Similarly, don’t bring butter for them, he adds, as it will spoil far faster than margarine ever will.
Hot dogs also qualify as super convenient. Eat well, says Kolskog, but don’t forget that memories are made from classic campfire experiences, such as roasting a weiner on a stick. “That's a lot of fun, and I love a good hot dog,” he says.
8. Don’t forget the midnight snack
You’re going to be up late and you’re going to be hungry – but you can only eat so many hot dogs. So be prepared! Here’s Kolskog’s creative but easy way to do that:
- When prepping your foiled vegetables at home, make another for a panini-style sandwich. Between two pieces of good bread, pile up your favourite cheeses, cold cuts and vegetables that will hold up to cooking (i.e., not lettuce).
- Find a flat rock, slightly broader than the package, and butt it up against the outside of the firepit to absorb heat.
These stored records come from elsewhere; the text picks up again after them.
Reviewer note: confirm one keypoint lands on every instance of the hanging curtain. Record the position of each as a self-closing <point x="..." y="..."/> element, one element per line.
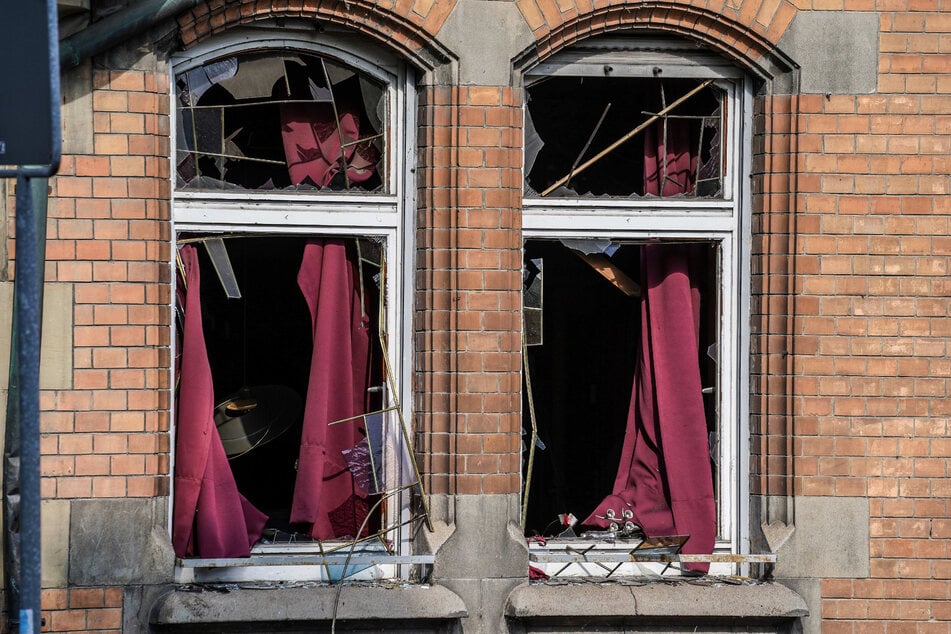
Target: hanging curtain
<point x="673" y="166"/>
<point x="210" y="517"/>
<point x="664" y="476"/>
<point x="313" y="149"/>
<point x="325" y="493"/>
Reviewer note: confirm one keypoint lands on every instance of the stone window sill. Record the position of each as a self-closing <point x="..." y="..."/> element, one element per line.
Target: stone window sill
<point x="682" y="599"/>
<point x="186" y="606"/>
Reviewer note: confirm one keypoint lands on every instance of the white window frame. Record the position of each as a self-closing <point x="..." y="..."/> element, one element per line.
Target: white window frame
<point x="724" y="220"/>
<point x="388" y="216"/>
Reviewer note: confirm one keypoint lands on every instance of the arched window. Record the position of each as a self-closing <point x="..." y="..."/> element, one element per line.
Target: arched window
<point x="293" y="247"/>
<point x="636" y="230"/>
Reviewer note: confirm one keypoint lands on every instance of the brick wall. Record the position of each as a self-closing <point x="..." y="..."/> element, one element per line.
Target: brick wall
<point x="850" y="312"/>
<point x="109" y="237"/>
<point x="469" y="319"/>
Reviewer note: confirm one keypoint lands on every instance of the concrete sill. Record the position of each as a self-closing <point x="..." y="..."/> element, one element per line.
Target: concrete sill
<point x="765" y="601"/>
<point x="304" y="604"/>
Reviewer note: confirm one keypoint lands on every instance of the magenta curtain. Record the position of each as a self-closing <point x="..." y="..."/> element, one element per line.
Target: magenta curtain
<point x="325" y="494"/>
<point x="664" y="476"/>
<point x="312" y="144"/>
<point x="679" y="173"/>
<point x="210" y="517"/>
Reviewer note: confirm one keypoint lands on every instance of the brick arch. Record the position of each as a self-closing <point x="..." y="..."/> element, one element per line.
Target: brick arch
<point x="746" y="31"/>
<point x="408" y="28"/>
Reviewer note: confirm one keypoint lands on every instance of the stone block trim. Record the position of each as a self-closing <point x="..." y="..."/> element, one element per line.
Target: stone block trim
<point x="468" y="324"/>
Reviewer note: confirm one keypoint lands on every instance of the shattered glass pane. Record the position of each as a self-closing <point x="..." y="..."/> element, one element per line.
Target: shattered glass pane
<point x="575" y="131"/>
<point x="277" y="121"/>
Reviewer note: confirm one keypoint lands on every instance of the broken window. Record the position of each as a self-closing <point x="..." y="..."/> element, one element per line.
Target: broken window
<point x="279" y="121"/>
<point x="607" y="136"/>
<point x="634" y="280"/>
<point x="292" y="452"/>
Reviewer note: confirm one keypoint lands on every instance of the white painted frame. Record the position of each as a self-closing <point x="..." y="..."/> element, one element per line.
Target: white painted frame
<point x="388" y="216"/>
<point x="725" y="221"/>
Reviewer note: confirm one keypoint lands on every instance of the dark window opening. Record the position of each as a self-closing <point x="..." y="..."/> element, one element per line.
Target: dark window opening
<point x="271" y="121"/>
<point x="582" y="363"/>
<point x="572" y="121"/>
<point x="260" y="347"/>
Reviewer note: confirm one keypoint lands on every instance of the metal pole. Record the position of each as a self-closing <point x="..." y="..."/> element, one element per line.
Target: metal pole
<point x="29" y="287"/>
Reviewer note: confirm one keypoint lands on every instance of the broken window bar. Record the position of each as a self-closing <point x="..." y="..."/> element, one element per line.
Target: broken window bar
<point x="588" y="142"/>
<point x="234" y="156"/>
<point x="362" y="140"/>
<point x="245" y="104"/>
<point x="663" y="120"/>
<point x="627" y="137"/>
<point x="333" y="104"/>
<point x="534" y="439"/>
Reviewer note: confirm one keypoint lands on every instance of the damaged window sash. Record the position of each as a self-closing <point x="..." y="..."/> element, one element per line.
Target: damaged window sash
<point x="383" y="464"/>
<point x="279" y="122"/>
<point x="632" y="134"/>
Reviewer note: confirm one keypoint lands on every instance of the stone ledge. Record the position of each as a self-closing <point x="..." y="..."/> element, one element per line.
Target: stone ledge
<point x="282" y="604"/>
<point x="681" y="600"/>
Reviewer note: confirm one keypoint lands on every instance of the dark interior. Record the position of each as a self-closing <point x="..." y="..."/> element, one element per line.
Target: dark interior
<point x="264" y="338"/>
<point x="565" y="111"/>
<point x="582" y="376"/>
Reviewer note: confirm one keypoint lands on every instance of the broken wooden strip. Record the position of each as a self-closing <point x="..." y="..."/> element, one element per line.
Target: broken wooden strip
<point x="611" y="272"/>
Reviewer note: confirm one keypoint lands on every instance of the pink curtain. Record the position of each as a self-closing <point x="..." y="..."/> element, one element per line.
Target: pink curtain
<point x="312" y="144"/>
<point x="664" y="475"/>
<point x="210" y="517"/>
<point x="325" y="493"/>
<point x="674" y="166"/>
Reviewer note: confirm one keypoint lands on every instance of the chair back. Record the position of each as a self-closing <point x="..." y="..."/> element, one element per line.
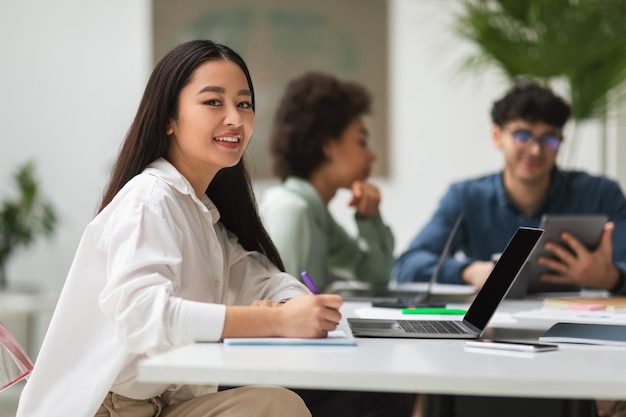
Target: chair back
<point x="14" y="362"/>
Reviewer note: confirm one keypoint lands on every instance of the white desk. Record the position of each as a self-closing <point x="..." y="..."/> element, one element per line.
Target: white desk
<point x="424" y="366"/>
<point x="27" y="306"/>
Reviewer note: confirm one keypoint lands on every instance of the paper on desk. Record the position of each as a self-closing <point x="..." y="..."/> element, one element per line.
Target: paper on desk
<point x="335" y="338"/>
<point x="396" y="314"/>
<point x="573" y="316"/>
<point x="437" y="288"/>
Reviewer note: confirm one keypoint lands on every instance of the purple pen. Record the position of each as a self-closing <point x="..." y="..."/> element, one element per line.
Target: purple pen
<point x="309" y="282"/>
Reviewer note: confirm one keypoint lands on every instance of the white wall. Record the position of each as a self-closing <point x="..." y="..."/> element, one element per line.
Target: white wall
<point x="72" y="72"/>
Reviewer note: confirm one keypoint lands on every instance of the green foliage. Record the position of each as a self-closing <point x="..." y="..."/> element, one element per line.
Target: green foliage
<point x="26" y="215"/>
<point x="581" y="41"/>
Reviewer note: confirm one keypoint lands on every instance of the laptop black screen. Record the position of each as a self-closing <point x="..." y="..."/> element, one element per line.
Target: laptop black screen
<point x="502" y="276"/>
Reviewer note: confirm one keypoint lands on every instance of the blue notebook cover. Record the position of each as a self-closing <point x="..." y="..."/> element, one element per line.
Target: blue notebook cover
<point x="587" y="333"/>
<point x="335" y="338"/>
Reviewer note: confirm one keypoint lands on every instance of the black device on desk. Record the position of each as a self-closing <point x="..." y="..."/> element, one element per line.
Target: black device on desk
<point x="425" y="299"/>
<point x="481" y="310"/>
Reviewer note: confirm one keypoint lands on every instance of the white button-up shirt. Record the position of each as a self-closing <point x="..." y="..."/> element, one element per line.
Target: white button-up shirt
<point x="153" y="271"/>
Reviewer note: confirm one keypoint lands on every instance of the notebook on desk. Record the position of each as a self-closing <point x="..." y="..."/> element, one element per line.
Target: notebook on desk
<point x="480" y="312"/>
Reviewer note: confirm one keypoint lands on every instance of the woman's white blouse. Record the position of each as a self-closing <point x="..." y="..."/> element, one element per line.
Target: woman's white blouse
<point x="154" y="270"/>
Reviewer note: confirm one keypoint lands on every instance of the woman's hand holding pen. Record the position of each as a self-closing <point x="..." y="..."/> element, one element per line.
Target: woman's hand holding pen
<point x="309" y="315"/>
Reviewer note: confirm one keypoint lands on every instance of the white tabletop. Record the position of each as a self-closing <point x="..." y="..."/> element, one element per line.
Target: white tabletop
<point x="425" y="366"/>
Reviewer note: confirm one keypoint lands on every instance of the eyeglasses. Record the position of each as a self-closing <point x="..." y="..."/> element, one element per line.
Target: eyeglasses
<point x="550" y="141"/>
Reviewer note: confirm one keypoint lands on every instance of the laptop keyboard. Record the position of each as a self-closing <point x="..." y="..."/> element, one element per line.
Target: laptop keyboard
<point x="434" y="326"/>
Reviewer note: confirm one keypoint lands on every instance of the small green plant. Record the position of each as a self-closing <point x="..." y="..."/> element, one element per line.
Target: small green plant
<point x="23" y="216"/>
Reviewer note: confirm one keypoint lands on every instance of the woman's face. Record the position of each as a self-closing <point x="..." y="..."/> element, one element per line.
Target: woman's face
<point x="349" y="155"/>
<point x="215" y="121"/>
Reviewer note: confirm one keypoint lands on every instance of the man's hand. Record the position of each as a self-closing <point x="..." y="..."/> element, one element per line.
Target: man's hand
<point x="477" y="273"/>
<point x="365" y="198"/>
<point x="582" y="267"/>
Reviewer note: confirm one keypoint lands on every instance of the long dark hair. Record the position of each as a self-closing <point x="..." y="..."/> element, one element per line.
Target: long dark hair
<point x="146" y="141"/>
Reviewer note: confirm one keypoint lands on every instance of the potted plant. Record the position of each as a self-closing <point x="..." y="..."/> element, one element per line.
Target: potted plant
<point x="579" y="43"/>
<point x="24" y="216"/>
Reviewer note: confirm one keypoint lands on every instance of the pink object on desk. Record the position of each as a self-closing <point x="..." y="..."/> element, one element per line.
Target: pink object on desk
<point x="586" y="307"/>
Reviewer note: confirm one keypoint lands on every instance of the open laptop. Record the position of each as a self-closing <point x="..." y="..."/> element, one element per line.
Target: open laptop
<point x="425" y="299"/>
<point x="480" y="312"/>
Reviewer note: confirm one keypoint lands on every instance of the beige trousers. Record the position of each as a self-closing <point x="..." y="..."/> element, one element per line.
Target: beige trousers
<point x="255" y="401"/>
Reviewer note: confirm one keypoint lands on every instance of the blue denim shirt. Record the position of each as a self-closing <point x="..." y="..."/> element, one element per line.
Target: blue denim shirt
<point x="490" y="219"/>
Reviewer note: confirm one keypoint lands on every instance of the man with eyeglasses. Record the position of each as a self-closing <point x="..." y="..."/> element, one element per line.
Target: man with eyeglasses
<point x="528" y="128"/>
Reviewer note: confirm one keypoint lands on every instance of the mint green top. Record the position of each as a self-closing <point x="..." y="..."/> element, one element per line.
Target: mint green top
<point x="309" y="239"/>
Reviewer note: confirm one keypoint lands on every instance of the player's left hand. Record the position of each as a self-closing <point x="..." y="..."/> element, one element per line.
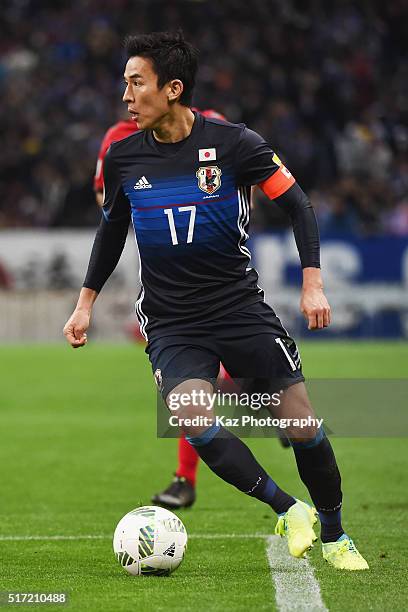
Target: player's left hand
<point x="315" y="307"/>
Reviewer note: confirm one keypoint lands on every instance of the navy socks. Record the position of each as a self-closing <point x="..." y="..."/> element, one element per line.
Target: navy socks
<point x="319" y="472"/>
<point x="229" y="458"/>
- At around 6 p.m., lay the sandwich in foil on the rock.
- Be patient, but diligent. Every hour, flip the sandwich.
- When the clock strikes 12 (or however long you can tolerate waiting) open the foil and behold the wonder that is your perfectly cooked sandwich.
- Take a bit and savour the flavour of good planning and getting away from it all. “It's nice and toasty hot,” says Kolskog, “and a really cool campfire snack.”